It was alarming to learn that Blueberry Creek Forest School and Nature Centre has been under the litigious wrath of the Tay Valley Township since its founding. It is baffling to me how this honest work to create an alternative space for children could be so problematic that things needed to be addressed in a courthouse. What then, is the advantage of towns over cities, if matters cannot be discussed and compromises reached in living rooms and doorway discussions?


Coming across such a sour experience, as a newcomer with hopes to draw my peoples from the city into the country, was deeply discouraging. It was a recognition of patterns I know well, as someone who comes from a part of the world marred by colonial legacy. It is not that Blueberry Creek Forest School and Nature Centre ought to sit above permits or zoning, but the relentlessness of it all had the familiarity of law enforcement not with the intent to care for land and people, but as a way of suppression of certain individuals and groups.

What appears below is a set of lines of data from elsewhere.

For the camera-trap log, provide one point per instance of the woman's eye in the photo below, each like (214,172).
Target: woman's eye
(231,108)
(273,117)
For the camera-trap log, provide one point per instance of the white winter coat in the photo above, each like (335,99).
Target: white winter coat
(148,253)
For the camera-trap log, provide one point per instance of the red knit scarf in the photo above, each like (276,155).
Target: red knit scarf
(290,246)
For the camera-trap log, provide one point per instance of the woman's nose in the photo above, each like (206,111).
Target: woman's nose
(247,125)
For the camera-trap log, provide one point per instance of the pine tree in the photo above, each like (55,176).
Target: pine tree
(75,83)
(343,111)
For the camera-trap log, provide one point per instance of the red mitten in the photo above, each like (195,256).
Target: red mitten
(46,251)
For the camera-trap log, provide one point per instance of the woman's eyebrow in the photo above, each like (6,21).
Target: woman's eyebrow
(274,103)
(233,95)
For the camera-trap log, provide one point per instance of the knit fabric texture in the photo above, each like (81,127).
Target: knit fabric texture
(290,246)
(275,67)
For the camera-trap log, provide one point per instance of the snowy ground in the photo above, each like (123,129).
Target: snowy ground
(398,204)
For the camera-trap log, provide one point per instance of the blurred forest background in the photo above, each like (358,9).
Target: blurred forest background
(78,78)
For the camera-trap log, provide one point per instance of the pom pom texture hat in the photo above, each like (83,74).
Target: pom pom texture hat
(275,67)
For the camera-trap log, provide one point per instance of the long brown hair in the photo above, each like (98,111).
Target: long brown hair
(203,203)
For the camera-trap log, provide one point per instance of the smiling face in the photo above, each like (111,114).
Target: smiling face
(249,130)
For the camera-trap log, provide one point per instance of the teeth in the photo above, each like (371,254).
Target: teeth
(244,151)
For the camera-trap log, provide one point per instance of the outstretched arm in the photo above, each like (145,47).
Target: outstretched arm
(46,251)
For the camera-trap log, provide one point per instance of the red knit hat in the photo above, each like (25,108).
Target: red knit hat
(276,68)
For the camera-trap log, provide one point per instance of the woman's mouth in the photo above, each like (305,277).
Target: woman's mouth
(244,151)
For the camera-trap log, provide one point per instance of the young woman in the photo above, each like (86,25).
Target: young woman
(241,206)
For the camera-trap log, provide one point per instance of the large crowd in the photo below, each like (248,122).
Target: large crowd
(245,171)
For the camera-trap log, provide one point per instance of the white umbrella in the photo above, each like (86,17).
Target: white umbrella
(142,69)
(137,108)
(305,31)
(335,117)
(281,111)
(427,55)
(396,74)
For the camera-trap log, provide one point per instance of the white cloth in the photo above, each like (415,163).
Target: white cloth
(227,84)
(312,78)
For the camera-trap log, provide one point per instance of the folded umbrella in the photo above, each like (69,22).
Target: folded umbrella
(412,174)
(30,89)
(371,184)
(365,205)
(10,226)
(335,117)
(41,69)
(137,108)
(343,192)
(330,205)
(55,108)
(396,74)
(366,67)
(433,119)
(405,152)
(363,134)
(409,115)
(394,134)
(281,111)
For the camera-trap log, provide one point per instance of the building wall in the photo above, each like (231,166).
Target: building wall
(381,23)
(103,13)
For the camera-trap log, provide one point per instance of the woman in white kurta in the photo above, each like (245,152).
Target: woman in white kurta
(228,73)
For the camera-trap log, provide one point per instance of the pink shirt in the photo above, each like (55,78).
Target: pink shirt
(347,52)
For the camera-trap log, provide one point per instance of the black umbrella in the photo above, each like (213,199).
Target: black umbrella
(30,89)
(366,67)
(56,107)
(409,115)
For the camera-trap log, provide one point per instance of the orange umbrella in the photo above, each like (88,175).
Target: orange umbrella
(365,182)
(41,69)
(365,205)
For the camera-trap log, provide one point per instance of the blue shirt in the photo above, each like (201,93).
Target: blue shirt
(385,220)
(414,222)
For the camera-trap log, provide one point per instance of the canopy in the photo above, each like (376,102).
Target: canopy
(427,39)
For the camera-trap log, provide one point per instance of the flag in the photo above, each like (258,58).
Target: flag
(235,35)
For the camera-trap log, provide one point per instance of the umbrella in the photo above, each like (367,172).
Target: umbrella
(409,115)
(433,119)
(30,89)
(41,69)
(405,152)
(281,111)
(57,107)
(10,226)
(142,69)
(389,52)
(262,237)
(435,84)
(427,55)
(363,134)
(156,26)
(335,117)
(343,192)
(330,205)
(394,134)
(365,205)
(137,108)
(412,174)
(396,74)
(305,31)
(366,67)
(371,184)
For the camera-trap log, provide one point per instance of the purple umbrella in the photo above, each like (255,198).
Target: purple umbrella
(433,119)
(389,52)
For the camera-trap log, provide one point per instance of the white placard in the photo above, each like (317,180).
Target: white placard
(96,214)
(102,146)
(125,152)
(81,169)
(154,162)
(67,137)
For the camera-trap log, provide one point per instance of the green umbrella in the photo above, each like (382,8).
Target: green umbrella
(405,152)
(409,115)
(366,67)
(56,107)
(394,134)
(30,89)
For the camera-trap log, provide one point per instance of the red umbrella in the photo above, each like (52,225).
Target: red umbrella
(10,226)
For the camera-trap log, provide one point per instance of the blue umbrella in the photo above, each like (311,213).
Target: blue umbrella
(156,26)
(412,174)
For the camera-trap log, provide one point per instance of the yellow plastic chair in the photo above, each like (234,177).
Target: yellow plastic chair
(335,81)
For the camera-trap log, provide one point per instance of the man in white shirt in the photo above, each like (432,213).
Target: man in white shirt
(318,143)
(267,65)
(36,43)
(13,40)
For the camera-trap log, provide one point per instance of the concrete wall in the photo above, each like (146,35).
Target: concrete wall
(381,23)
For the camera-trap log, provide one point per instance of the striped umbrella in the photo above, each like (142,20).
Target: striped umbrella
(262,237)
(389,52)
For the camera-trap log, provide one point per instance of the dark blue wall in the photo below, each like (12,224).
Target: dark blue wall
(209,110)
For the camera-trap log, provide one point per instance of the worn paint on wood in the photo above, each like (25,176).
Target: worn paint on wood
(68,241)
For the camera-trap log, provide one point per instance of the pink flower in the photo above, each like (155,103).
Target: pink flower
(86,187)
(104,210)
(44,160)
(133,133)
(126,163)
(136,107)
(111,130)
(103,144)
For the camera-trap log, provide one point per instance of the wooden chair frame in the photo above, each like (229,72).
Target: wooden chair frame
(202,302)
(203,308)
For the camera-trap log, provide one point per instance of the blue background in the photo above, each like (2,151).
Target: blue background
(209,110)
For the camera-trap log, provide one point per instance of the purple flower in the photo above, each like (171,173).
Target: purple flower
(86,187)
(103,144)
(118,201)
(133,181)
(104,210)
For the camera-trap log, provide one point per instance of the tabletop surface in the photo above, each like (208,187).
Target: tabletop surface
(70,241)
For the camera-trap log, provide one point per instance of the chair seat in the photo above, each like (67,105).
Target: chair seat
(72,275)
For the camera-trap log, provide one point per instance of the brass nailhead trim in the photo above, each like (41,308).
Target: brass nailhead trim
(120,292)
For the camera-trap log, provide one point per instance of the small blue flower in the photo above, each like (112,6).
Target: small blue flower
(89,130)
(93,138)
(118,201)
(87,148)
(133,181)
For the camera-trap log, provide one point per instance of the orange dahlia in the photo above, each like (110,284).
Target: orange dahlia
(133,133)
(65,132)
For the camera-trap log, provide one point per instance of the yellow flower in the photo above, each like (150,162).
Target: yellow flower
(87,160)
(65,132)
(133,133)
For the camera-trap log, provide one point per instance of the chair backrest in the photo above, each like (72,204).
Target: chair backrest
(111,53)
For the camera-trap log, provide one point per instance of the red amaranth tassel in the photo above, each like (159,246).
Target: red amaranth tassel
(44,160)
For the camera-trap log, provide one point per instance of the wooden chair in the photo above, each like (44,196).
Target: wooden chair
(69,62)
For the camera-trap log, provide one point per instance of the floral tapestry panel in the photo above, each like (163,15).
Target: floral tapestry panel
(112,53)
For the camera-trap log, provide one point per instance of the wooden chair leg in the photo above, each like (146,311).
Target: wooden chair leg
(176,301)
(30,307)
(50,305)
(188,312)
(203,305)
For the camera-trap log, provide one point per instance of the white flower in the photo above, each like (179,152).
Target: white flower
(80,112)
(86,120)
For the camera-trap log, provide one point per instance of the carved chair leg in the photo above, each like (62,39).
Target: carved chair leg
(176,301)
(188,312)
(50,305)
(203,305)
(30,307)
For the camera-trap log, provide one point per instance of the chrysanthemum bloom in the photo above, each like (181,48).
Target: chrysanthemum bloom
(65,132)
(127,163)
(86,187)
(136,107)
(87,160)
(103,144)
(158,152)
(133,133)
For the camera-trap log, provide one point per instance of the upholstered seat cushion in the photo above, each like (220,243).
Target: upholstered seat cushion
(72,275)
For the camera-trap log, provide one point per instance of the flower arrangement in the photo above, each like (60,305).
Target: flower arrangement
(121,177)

In these eight years of the forest school’s history, a sprawling community connected by love of nature and children has grown, supporting each other through many joys, hardships, grief, and the rocky ride that is raising children. This forest school is an earnest and intentional invitation to not only imagine a better world in the distant future, but to create the conditions for children to make a better world today, emergent from their knowing, their voices and their dreams. It ought to be amongst the township’s treasures to have a school as such, and with that a willingness to pursue solutions and resolutions through dialogue, conversation and creative problem-solving. Perhaps most of all what is amiss, is that the children are watching and learning, what it means to be in relationship with those who represent and enforce the law.


I have no legal comebacks or arguments with which to challenge your claims, nor is that my place or knowledge. Instead, I write from my heart and mind, to implore the Tay Valley Township to move towards stewardship in its care for the land, people and community. Stewardship indeed upholds the law, but intertwines it with wisdom and seeks to maintain and flourish the interconnectedness of all creation.


Listen to our voices, understand our purpose and work with us, not against us.